Don't be a fucking apologist.
Unless the money came from the Trump corporation coffers, then it's a corporate donation to a campaign, which is illegal. Corporations cannot contribute to the campaign of a candidate - McCain-Feingold prohibits corporations and labor unions from making direct contributions or expenditures in connection with federal elections - if a corporation is to spend money in politics, it needs to go through either the party, or a PAC / SuperPAC.
Also, Cohen is on the hook for the campaign finance violation if they can make it stick that he wasn't reimbursed, because he donated more than $5000, which is the individual contributor limit per election ($10000 in a Presidential election year, as the primary is considered to be separate, but this happened after the nomination, so the limit is $5000).
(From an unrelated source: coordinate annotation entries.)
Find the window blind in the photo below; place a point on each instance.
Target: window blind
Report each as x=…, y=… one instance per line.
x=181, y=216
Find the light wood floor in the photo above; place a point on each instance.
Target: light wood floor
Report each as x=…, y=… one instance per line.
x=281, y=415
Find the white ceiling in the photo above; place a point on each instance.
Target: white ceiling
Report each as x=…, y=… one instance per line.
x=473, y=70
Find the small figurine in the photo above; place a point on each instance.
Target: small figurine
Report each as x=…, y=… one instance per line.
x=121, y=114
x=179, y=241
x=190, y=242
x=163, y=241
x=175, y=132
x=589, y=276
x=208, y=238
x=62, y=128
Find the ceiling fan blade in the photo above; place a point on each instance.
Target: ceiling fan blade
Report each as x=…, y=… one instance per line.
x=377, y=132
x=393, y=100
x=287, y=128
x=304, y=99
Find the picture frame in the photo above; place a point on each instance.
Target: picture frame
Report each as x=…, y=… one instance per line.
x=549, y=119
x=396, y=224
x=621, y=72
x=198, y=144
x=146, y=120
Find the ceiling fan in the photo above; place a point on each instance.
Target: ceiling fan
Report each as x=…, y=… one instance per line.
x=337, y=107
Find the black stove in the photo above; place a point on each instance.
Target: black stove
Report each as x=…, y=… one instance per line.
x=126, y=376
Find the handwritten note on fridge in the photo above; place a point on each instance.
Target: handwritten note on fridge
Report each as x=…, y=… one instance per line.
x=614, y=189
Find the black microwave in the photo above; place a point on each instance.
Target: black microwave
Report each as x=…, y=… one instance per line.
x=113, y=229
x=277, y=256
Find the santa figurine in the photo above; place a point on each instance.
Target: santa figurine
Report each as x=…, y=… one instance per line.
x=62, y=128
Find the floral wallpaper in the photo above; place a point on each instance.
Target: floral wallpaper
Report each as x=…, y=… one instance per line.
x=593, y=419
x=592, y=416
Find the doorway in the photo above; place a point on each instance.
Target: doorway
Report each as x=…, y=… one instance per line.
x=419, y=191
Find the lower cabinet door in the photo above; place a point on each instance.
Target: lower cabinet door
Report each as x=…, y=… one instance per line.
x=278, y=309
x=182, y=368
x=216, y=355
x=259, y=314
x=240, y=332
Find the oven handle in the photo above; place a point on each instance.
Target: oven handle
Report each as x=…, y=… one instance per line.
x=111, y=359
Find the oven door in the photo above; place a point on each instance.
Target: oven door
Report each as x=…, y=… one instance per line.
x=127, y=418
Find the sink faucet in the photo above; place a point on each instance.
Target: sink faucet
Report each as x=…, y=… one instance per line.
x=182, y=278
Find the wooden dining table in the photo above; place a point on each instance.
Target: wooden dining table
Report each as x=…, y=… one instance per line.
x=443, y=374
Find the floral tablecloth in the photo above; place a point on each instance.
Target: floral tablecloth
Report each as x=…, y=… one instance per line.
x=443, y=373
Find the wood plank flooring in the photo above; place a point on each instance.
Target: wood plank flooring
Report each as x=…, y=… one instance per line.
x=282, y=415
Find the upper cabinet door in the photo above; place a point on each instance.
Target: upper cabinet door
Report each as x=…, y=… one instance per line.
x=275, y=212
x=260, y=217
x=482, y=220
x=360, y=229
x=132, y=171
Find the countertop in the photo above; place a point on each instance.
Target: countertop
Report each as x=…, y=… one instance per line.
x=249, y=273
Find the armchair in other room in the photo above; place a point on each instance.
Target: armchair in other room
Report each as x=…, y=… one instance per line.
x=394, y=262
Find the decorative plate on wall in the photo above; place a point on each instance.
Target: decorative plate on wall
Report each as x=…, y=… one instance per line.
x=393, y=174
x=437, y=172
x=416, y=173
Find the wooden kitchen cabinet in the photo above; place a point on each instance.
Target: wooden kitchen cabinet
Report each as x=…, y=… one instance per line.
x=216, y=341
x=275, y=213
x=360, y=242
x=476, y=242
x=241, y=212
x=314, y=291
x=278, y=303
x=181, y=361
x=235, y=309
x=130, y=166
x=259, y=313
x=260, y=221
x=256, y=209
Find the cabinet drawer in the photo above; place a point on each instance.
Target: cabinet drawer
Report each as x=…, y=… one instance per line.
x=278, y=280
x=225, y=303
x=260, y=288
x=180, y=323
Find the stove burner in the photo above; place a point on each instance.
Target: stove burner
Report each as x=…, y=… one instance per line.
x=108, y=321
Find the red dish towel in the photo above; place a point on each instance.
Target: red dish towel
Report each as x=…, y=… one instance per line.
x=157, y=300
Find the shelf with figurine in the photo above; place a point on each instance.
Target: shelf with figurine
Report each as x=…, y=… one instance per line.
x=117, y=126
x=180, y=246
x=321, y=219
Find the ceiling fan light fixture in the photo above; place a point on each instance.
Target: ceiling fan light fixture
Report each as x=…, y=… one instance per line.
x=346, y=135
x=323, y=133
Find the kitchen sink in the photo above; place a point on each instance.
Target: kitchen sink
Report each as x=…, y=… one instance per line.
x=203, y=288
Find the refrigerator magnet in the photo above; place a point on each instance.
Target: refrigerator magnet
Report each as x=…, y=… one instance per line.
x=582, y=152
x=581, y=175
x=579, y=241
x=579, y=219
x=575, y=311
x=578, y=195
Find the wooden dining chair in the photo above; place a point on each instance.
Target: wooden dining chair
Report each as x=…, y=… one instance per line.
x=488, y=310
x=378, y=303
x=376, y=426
Do you think Trump would actually pay with his own money? This is the guy that gets his "charity" to pay for 6-foot tall portraits of himself...
No, but if you (and her) attest to those things in affidavits or in sworn testimony, you commit perjury (she gets the perjury, you get felony conspiracy charges) and you go to jail, and the Senator gets to grandstand a bit with a bunch of free media. And slashdot gets one less anonymous idiot posting stupid crap.
So because some fuckwits in Congress misappropriate funds and break the law, it's ok for the President to misappropriate funds and break the law?
Great fucking logic there. Classic "Whataboutism".
How about ALL politicians who misappropriate campaign funds, or even worse: taxpayer funds; upon conviction in a proper court of law, are immediately removed from office and sent to prison.
Stop pointing to the bad behavior of others to justify your chosen favorite's bad behavior. It makes you look like an idiot.
What a nuanced opinion.
You know there's a concept in US law that a punishment should fit the crime, right? A paperwork SNAFU that ends up with the campaign returning some donations once they figure out they were more than the maximum allowed by law and then self-reporting the issue to the FEC means that a fine is levied for not finding it and returning it / reporting it sooner.
This shit here, where not only did they not self-report, they continue to deny after sworn testimony to violating the law and guilty pleas - that's not self reporting. That's not paperwork. That won't be a fine and a wink.